Strategic Review: From Blockbusters to Nuclear Medicine, Gene and Cell Therapy
Over the past decade, Novartis has strategically shifted its focus toward high-value therapies, including nuclear medicine (Pluvicto), gene therapy (Zolgensma), and rare kidney and neuromuscular diseases. These moves reflect a prioritization of innovative, high-impact treatments and targeted portfolio management.
Major Acquisitions and Collaborations (2015–2025)
- 2016: Selexys Pharmaceuticals (sickle cell disease, anti-P-selectin antibody)
- 2018: AveXis (Zolgensma: SMA gene therapy) – ~$8.7B
- 2018: Endocyte (radioligand Lu-PSMA-617 for prostate cancer) – ~$2.1B
- 2020: The Medicines Company (Inclisiran: RNAi cholesterol therapy) – ~$9.7B
- 2020: Cadent Therapeutics (neuropsychiatric therapeutics)

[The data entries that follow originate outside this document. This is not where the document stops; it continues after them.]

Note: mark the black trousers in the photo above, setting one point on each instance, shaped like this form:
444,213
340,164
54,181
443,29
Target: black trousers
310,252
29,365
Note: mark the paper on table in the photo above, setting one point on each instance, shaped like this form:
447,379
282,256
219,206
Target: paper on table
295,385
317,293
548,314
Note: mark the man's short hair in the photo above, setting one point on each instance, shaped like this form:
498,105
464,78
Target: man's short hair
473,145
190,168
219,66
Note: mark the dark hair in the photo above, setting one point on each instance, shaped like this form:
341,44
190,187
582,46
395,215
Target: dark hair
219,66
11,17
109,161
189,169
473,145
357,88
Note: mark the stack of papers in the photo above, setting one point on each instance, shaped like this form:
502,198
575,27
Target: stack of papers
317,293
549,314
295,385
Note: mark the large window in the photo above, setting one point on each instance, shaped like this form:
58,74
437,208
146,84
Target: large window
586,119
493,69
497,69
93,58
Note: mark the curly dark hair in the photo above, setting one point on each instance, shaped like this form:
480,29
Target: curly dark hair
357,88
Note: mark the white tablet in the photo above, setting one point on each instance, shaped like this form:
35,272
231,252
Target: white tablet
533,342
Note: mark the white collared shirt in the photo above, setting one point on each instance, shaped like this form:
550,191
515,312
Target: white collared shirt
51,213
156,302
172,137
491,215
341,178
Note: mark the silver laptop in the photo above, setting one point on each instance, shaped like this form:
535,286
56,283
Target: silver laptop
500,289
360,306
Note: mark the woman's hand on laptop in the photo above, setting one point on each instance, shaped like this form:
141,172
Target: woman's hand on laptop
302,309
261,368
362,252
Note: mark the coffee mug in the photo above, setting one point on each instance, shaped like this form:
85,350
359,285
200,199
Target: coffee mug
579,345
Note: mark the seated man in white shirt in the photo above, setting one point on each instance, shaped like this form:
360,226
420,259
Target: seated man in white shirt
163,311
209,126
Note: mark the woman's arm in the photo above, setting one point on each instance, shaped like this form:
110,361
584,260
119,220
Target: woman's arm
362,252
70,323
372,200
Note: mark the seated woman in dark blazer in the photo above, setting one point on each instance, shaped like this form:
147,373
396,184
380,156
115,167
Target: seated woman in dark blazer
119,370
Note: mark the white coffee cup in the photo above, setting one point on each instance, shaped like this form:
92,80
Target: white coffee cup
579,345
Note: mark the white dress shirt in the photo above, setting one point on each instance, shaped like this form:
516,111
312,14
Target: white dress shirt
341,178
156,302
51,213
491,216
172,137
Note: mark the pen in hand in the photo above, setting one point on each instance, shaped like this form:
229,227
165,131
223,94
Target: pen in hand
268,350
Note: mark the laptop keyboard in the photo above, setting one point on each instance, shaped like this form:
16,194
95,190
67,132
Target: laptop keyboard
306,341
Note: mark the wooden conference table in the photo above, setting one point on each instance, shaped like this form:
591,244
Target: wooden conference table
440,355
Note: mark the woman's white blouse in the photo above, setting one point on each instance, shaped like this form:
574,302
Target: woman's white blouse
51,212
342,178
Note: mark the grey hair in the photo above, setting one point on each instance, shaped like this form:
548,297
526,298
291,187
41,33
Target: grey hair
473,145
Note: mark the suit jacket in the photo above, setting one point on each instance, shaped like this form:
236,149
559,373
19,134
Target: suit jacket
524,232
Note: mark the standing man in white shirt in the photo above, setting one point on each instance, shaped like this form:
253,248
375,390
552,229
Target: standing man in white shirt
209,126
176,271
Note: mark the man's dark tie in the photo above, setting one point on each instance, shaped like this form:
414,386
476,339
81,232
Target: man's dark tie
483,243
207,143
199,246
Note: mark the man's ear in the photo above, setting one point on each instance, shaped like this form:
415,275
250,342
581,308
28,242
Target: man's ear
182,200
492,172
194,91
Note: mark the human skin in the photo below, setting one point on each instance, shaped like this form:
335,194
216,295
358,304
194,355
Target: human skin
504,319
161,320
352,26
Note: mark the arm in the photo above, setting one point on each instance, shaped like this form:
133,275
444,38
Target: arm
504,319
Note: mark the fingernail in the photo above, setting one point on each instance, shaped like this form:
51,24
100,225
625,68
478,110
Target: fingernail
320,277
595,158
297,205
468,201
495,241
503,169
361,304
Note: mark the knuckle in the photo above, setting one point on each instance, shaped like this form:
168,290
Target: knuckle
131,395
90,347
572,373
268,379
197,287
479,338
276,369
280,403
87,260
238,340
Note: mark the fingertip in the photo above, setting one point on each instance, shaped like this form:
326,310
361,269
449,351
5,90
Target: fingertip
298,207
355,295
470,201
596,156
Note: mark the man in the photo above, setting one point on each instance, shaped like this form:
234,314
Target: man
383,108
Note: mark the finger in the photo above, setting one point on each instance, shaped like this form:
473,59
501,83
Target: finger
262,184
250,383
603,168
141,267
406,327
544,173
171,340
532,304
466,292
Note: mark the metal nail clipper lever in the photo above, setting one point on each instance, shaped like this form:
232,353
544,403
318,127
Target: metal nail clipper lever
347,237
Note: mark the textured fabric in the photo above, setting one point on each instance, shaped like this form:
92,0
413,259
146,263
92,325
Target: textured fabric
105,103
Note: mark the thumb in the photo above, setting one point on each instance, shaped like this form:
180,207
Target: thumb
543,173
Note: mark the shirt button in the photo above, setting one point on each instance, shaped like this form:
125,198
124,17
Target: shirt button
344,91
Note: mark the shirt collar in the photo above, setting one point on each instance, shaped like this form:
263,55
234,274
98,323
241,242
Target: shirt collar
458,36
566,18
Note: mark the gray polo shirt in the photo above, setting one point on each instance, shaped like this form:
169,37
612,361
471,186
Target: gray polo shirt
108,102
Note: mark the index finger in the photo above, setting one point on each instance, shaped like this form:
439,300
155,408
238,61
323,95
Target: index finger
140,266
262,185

- 2023: Dystrogen Therapeutics (Duchenne Muscular Dystrophy cell therapy)
- 2023: Chinook Therapeutics (IgA nephropathy pipeline) – up to ~$3.5B
- 2025: Precision BioSciences partnership (CAR-T / CAR-NK gene editing immunotherapies)
Strategic Implications
Novartis has actively transitioned toward next-gen modalities—from one-time gene therapies like Zolgensma to radioligand therapy and RNA interference drugs. Its focus on rare diseases and innovative mechanisms signals long-term strategic realignment.
My Insight
Novartis exemplifies how a major pharma can strategically restructure—such as the spin-off of Sandoz—while investing in future-defining technologies. Its portfolio transition is a model of innovation-driven sustainability.